Dockside Green is a 1300000 sqft mixed-use community in Victoria, British Columbia, Canada owned by Vancity Credit Union and noted for its strict adherence to the principles of sustainable architecture or green building.

The development sits on 15 acre of Victoria's Inner Harbour, and was a brownfield site used by light industry for more than a century. Cleanup cost estimates were up to $12 million, from spilled petrochemicals, toxic heavy metal and the site's landfill (garbage and hazardous factory materials).

The project's first and second phases, completed by 2011, have achieved globally significant ratings for sustainability.

Dockside Green has a centralized biomass gasification plant that converts waste wood into a heating gas for hot water and heat, with peak period support from natural gas boilers. Biomass generation makes Dockside carbon neutral in greenhouse gas production, with some energy sales to surrounding communities. The development treats its sewage, using treated water for its toilets, irrigation, creeks and ponds system. High-efficiency shower heads, faucets, urinals, dishwashers and clothes-washing machines are standard.

Each Dockside accommodation can meter its own cold and hot water, space heating and electricity. Internet connection allows residents remote heating control when they are away. Dockside Green has a car sharing program, a planned dock for the harbour ferries, bicycle racks and showers for people commuting to the development's commercial areas. Bike access is linked into the region's Galloping Goose regional cycling trail.

Dockside Green is committed to using the "LEED for Neighborhood Development", similar to the LEED environmental rating system. Overall design aligns with the principles of New Urbanism, favouring mid-to-high density neighborhoods, a focus on community and a walkable range for most of its residents' daily needs. As a genuinely "mixed use" community Dockside hopes for a mix of suites, a thriving retail and office culture and residents of varying ages, ethnicity and socio-economic levels. The development's team has worked with the municipality of Victoria on a Housing Affordability Strategy to create "affordable housing" (or families in the $30,000 to $60,000 income range).

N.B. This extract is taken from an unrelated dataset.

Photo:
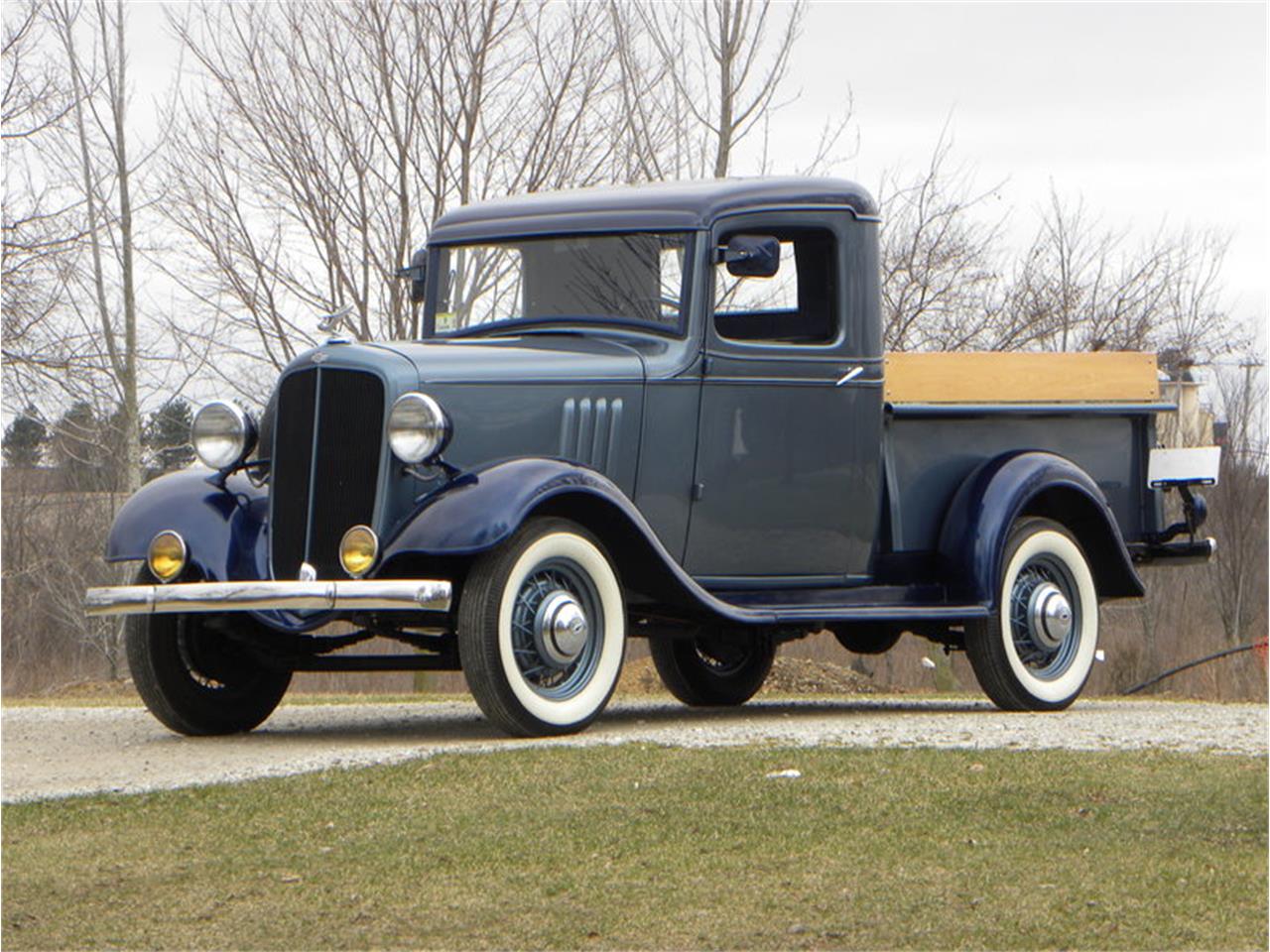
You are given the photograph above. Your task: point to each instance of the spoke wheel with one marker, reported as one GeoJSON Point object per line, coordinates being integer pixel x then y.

Dockside Green stands on land originally home to the First Nations Songhees people. Developers have included them in on-site celebrations and by including First Nations art and history throughout the site.

Dockside has also supported local and Canadian business wherever possible: innovative technology companies involved from British Columbia companies include Nexterra (the biomass gasification plant) and Sol-Air Systems (ultraviolet air decontamination for the sewage facility), and the Canadian company Zenon (sewage treatment process).

On October 15, 2017, it was announced that Bosa Development is buying the Dockside Green development from Vancity. The sale for the mixed-use residential and commercial real estate development closes on Dec. 15. Bosa Development will continue to build the project to Dockside's LEED-ND (leadership in energy and environmental design – neighbourhood development) standards.